Open marius311 opened 2 years ago
I'm not sure if this is an issue. I'd think that the reproducibility is only for a fixed element type.
It makes ForwardDiff the odd one out in being able to consistently derive w.r.t parameters of some statistical models (eg in Turing, where I hit this), and I do think it would be good for this package to be able to:
julia> using Random, AbstractDifferentiation, Zygote, ForwardDiff, FiniteDifferences, Distributions, DistributionsAD, LinearAlgebra
julia> test(x) = sum(rand(Xoshiro(1), MvNormal(zeros(8), x*I)))
test (generic function with 1 method)
julia> test(1.)
0.34172342435510183
julia> AD.value_and_derivative(AD.ZygoteBackend(), test, 1.)
(0.34172342435510183, (0.17086171217755092,))
julia> AD.value_and_derivative(AD.FiniteDifferencesBackend(), test, 1.)
(0.34172342435510183, (0.17086171217746912,))
julia> AD.value_and_derivative(AD.ForwardDiffBackend(), test, 1.)
(4.4673840155712305, (2.2336920077856153,))
Do you really want to differentiate rand
? I guess you are aware but generally I don't think sampling algorithms give any guarantees about differentiability unless you explicitly sample via the quantile function.
In any case, I don't think there is much that can be done in this package. Essentially you are arguing that the optimization that you link to shouldn't be there so I think the issue should be filed against the main repo if you think it needs fixing.
Maybe consider it this way, my test(x)
function above is a deterministic smooth function of x
which other AD libraries differentiate just fine, except ForwardDiff.

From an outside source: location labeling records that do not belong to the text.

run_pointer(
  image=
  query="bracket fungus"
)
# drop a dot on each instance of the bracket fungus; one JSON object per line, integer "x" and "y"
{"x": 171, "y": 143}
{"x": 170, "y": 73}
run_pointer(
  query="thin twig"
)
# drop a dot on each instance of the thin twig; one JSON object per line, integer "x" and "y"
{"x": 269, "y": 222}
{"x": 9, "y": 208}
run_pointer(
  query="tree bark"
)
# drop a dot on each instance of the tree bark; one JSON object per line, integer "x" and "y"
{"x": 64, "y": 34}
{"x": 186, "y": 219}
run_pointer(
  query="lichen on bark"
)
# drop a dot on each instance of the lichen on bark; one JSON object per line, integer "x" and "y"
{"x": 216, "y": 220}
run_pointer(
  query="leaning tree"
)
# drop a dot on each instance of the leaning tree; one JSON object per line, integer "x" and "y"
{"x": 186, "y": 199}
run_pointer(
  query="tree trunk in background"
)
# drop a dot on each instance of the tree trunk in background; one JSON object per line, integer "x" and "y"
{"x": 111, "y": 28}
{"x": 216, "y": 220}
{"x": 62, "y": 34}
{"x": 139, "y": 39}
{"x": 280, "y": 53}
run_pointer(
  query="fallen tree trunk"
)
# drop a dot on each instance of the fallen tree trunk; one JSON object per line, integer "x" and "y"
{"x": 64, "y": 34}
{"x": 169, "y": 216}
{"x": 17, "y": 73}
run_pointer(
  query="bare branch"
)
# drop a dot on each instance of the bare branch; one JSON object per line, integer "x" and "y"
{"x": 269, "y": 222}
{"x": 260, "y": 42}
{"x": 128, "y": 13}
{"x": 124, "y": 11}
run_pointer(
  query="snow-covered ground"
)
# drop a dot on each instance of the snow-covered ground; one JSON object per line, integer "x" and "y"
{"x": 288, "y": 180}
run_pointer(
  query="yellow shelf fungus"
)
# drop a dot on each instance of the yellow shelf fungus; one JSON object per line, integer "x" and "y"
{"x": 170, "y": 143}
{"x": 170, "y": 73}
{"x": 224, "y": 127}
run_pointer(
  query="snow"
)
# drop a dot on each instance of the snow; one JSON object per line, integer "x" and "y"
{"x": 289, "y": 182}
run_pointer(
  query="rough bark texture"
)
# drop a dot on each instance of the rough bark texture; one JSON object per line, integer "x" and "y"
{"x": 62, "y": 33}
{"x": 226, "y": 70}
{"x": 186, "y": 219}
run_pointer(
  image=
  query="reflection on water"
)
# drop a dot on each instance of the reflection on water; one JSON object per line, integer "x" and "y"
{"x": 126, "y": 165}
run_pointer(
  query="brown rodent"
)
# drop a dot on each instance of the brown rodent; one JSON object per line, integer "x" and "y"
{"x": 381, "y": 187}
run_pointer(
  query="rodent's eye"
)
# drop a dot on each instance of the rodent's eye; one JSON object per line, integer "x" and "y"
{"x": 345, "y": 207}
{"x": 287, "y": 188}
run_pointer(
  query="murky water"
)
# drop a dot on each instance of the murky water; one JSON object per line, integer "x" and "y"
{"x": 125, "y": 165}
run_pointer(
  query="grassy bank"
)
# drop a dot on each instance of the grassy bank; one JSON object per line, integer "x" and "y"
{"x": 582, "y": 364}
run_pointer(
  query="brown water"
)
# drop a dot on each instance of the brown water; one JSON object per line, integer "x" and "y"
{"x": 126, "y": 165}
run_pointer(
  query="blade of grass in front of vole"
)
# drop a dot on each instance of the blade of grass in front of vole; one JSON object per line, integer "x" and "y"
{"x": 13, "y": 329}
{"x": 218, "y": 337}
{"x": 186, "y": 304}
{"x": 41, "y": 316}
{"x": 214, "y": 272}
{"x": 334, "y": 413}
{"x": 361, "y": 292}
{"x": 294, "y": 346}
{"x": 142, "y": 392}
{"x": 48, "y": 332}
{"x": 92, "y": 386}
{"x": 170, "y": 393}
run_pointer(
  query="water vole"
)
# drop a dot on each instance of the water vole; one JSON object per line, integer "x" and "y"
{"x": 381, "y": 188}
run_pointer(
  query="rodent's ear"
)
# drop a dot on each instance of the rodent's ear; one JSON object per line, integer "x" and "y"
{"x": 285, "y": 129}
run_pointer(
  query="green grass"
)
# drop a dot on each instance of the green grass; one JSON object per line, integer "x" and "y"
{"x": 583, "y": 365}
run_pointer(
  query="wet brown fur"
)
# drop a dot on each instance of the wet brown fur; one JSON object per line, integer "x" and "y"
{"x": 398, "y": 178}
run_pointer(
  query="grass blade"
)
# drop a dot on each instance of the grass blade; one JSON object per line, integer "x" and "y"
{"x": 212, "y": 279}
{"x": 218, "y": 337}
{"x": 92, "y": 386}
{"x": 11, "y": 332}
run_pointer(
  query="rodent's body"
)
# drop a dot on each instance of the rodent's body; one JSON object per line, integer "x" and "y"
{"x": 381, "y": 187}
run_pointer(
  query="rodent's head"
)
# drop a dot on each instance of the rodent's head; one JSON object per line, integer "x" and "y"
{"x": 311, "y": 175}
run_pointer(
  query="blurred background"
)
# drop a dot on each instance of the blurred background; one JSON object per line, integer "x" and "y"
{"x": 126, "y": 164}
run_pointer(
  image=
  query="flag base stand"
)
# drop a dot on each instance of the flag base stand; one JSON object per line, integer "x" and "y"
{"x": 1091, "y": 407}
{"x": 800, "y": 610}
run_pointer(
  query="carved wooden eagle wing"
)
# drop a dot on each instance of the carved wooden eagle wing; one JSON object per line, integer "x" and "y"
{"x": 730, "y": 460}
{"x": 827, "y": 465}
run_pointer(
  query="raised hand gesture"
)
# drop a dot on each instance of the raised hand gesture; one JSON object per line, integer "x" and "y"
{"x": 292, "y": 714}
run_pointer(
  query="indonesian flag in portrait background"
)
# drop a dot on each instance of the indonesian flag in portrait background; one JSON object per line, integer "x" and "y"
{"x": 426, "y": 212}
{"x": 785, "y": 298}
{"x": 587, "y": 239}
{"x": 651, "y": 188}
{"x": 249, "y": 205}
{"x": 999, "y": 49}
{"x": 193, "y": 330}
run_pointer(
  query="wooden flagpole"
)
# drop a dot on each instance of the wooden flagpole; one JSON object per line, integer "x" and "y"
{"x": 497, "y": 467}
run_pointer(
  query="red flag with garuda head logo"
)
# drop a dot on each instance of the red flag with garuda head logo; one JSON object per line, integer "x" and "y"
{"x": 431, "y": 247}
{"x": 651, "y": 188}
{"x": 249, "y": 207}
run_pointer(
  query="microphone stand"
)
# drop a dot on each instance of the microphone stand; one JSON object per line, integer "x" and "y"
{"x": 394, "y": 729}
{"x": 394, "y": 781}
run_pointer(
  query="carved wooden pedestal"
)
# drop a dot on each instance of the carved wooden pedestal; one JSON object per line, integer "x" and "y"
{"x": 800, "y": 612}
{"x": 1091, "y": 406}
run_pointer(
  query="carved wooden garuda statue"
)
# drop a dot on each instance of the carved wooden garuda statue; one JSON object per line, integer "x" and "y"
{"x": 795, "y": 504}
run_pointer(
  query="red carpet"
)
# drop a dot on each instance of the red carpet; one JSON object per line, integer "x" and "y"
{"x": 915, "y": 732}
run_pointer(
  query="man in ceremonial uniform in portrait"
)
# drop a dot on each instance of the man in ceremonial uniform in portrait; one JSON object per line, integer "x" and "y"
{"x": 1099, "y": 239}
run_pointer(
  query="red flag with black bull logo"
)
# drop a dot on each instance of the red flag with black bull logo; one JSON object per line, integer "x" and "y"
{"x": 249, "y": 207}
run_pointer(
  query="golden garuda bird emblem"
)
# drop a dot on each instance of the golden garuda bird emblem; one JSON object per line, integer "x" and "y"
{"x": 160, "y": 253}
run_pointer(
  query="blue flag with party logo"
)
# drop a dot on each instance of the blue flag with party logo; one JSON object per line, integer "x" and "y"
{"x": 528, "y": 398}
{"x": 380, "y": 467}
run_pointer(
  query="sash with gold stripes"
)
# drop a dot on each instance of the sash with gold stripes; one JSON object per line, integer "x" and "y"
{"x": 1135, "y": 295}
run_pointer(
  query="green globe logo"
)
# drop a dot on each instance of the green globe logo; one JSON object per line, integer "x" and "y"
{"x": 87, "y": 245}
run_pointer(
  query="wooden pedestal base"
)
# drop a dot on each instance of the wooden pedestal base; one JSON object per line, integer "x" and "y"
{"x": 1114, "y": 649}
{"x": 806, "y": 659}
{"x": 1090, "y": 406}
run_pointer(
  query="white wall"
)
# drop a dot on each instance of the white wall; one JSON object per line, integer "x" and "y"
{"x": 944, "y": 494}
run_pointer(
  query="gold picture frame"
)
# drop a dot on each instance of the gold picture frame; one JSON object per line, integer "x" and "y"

This type of differentation through a function which (internally) involves a rand arises at least in an inference algorithm I'm working on (MUSE), probably other places. Paper in prep for the thing that uses this in MUSE, but you can see typical code eg here (that's the Jax implementation btw, which also handles such a derivative involving a rand
just fine, fwiw).
I also thought about if this is rather a "bug" in Random, but I think Random should be allowed to do whatever if it wants, its up to AD packages to differentiate its code correctly. The following code would fix ForwardDiff:
function Random.randn!(rng::AbstractRNG, A::Array{<:ForwardDiff.Dual})

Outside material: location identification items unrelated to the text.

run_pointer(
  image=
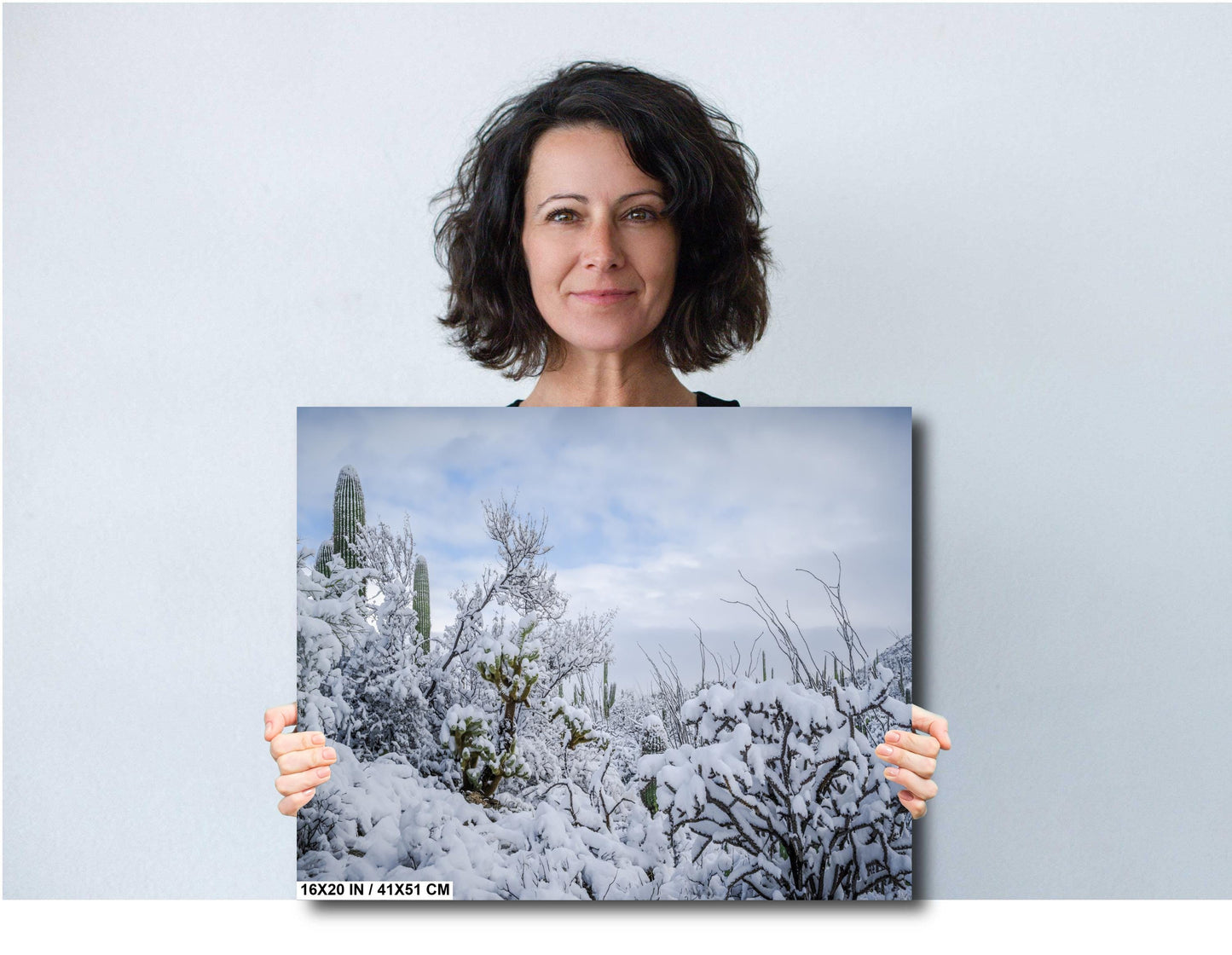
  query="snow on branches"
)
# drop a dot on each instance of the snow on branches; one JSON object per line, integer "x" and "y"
{"x": 783, "y": 781}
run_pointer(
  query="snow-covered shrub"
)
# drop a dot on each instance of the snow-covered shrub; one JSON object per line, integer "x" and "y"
{"x": 781, "y": 796}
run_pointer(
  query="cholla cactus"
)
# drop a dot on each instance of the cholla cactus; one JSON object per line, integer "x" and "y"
{"x": 510, "y": 666}
{"x": 655, "y": 739}
{"x": 323, "y": 556}
{"x": 579, "y": 726}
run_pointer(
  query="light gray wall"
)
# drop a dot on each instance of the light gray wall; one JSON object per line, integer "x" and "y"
{"x": 1016, "y": 219}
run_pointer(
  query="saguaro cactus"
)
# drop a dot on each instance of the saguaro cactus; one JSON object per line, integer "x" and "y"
{"x": 609, "y": 694}
{"x": 420, "y": 605}
{"x": 323, "y": 556}
{"x": 348, "y": 514}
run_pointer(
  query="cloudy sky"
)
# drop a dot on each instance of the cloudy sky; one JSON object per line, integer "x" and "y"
{"x": 651, "y": 511}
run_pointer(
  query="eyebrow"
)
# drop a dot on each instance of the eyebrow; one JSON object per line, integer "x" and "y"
{"x": 584, "y": 201}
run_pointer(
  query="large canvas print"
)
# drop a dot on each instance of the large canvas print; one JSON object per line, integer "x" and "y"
{"x": 606, "y": 653}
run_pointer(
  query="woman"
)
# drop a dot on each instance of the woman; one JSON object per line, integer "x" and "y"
{"x": 603, "y": 233}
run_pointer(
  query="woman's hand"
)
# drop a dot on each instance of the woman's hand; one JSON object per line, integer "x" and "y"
{"x": 913, "y": 758}
{"x": 304, "y": 759}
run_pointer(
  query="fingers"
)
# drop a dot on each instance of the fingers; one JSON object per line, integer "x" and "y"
{"x": 902, "y": 750}
{"x": 288, "y": 742}
{"x": 933, "y": 725}
{"x": 299, "y": 761}
{"x": 279, "y": 719}
{"x": 295, "y": 783}
{"x": 291, "y": 805}
{"x": 914, "y": 805}
{"x": 921, "y": 788}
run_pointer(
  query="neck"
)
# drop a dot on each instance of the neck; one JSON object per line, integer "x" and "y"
{"x": 630, "y": 379}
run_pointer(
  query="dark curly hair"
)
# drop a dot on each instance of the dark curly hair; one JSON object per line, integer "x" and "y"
{"x": 720, "y": 302}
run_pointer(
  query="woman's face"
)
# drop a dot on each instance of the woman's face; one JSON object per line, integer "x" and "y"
{"x": 601, "y": 257}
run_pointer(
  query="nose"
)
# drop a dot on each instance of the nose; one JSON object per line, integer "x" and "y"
{"x": 603, "y": 251}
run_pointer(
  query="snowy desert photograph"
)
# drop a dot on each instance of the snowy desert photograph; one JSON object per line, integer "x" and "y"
{"x": 639, "y": 653}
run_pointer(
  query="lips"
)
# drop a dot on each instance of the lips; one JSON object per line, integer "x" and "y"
{"x": 603, "y": 296}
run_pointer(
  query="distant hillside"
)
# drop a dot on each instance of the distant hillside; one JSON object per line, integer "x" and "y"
{"x": 899, "y": 657}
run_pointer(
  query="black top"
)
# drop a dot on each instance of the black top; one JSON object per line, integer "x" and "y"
{"x": 703, "y": 401}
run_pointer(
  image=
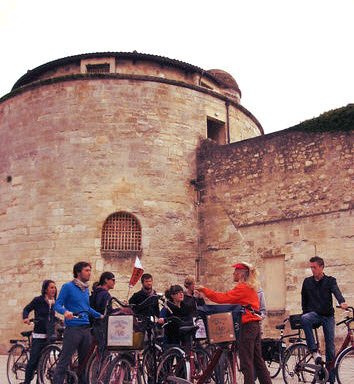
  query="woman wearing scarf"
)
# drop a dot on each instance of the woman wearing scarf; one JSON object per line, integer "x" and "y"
{"x": 44, "y": 316}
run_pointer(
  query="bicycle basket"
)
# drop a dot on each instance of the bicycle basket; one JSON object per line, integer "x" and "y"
{"x": 295, "y": 321}
{"x": 122, "y": 331}
{"x": 222, "y": 322}
{"x": 271, "y": 349}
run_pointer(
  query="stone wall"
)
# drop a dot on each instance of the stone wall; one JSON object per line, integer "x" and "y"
{"x": 76, "y": 151}
{"x": 276, "y": 201}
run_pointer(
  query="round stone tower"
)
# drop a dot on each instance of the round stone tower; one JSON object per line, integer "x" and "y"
{"x": 98, "y": 155}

A .= randn!(rng, ForwardDiff.value.(A))
end
but it allocates a new array so maybe its not ideal. I've been trying to think of a way to do it without the allocation.
my
test(x)
function above is a deterministic smooth function ofx
It happens to be the case and it would be a bit odd if this wasn't the case for a scale (-like) parameter but it's not currently a requirement for rand
. You could probably construct a Gaussian sampler that would be be nowhere differentiable in the standard deviation and still it would be a perfectly fine randn
. Maybe it's something to discuss in a Distributions issue. I'd guess that your theoretical framework here assumes that the variates are differentiable in the parameters.
In practice, most samplers are probably differentiable except for a few points but e.g.

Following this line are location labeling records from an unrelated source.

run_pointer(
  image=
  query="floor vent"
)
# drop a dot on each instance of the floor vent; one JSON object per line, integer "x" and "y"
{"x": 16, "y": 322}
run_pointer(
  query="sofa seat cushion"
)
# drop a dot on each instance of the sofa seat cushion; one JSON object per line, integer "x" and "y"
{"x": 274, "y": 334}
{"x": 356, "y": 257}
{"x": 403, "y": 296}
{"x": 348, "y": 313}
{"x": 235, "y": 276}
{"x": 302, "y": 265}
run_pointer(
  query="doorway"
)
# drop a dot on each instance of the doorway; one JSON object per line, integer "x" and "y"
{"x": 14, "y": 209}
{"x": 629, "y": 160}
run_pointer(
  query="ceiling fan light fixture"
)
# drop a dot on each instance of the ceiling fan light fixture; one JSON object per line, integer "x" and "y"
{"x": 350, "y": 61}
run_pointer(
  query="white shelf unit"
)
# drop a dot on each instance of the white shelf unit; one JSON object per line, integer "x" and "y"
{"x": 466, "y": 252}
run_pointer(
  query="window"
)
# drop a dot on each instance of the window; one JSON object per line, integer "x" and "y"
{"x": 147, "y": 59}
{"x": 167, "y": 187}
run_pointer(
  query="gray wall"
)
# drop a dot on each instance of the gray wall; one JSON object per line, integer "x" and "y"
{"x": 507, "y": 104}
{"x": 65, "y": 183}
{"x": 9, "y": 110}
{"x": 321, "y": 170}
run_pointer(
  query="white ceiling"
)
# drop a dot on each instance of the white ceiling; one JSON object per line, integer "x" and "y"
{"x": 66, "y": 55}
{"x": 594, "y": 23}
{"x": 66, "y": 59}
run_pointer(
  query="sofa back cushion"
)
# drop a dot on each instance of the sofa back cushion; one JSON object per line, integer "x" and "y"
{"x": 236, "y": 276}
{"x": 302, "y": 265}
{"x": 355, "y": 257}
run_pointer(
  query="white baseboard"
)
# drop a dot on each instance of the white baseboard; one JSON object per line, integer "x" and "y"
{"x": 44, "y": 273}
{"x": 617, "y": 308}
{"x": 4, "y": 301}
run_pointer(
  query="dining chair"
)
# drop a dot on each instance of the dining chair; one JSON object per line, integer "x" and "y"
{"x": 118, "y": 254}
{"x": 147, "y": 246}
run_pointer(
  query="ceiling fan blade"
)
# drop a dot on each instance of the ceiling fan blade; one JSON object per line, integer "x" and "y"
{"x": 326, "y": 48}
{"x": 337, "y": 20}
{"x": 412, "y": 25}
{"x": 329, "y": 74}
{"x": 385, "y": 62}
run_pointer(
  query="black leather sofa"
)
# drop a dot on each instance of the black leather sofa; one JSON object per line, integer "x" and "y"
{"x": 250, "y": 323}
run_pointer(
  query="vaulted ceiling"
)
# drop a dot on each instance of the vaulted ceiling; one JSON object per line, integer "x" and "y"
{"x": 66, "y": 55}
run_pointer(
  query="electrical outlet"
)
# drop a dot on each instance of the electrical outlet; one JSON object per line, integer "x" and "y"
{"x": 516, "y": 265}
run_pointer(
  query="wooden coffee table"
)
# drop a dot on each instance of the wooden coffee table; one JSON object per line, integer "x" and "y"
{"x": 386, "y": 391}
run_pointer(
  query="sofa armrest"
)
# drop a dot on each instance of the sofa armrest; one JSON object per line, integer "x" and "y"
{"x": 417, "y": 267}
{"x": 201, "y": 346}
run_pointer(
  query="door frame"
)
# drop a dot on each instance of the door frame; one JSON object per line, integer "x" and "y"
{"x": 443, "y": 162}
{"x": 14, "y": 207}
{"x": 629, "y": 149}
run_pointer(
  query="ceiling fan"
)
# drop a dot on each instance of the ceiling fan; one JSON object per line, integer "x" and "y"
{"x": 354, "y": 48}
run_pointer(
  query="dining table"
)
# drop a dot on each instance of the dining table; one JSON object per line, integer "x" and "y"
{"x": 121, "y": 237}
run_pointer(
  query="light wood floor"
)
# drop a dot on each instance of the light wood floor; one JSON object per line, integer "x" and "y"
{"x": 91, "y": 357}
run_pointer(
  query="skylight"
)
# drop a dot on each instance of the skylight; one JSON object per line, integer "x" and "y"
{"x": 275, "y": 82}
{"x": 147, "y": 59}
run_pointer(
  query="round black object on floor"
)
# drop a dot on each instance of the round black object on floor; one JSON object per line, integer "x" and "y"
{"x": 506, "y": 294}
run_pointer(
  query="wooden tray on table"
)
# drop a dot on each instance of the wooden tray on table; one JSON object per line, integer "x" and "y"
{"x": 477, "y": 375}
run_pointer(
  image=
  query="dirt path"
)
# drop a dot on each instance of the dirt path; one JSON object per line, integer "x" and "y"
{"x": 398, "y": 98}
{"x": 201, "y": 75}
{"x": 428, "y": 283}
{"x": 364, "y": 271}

julia> αs = range(0.462, stop=0.464, length=10001);
julia> xs = [rand(Xoshiro(4), Distributions.GammaGSSampler(Gamma(α))) for α ∈ αs];
julia> lines(αs, xs)
illustrates the issue
A non-allocating version of your randn!
could maybe be something like
function Random.randn!(rng::Random.AbstractRNG, a::Array{<:ForwardDiff.Dual{<:Any,Float64,N}}) where N
N1 = N + 1
pa = convert(Ptr{Float64}, pointer(a))
GC.@preserve a begin
randn!(rng, unsafe_wrap(Array, pa, length(a)))
af64 = unsafe_wrap(Array, pa, length(a)*N1)
for i in length(a):-1:1
af64[(i - 1)*N1 + 1] = af64[i]
for j in ((i - 1)*N1 + 2):(i*N1)
af64[j] = 0
end
end
end
return a
end
but somebody should probably try to write the loop more efficiently.
A pathological example for the fun of it
myrand(rng::Xoshiro, x::Normal) =
isodd(reinterpret(UInt64, x.σ)) ? rand(rng, x) : (rand(rng); rand(rng, x))
would still satisfy all our current requirements for a rand
but
σs = range(1.0, stop=2, length=1000)
xs = [myrand(Xoshiro(1), Normal(0.0, σ)) for σ in σs]
lines(σs, xs)
which doesn't affect the "pointwise" validity of it
julia> using RNGTest
julia> r = Xoshiro(1)
Xoshiro(0xfff0241072ddab67, 0xc53bc12f4c3f0b4e, 0x56d451780b2dd4ba, 0x50a4aa153d208dd8)
julia> RNGTest.smallcrushTestU01(() -> cdf(Normal(), myrand(r, Normal())))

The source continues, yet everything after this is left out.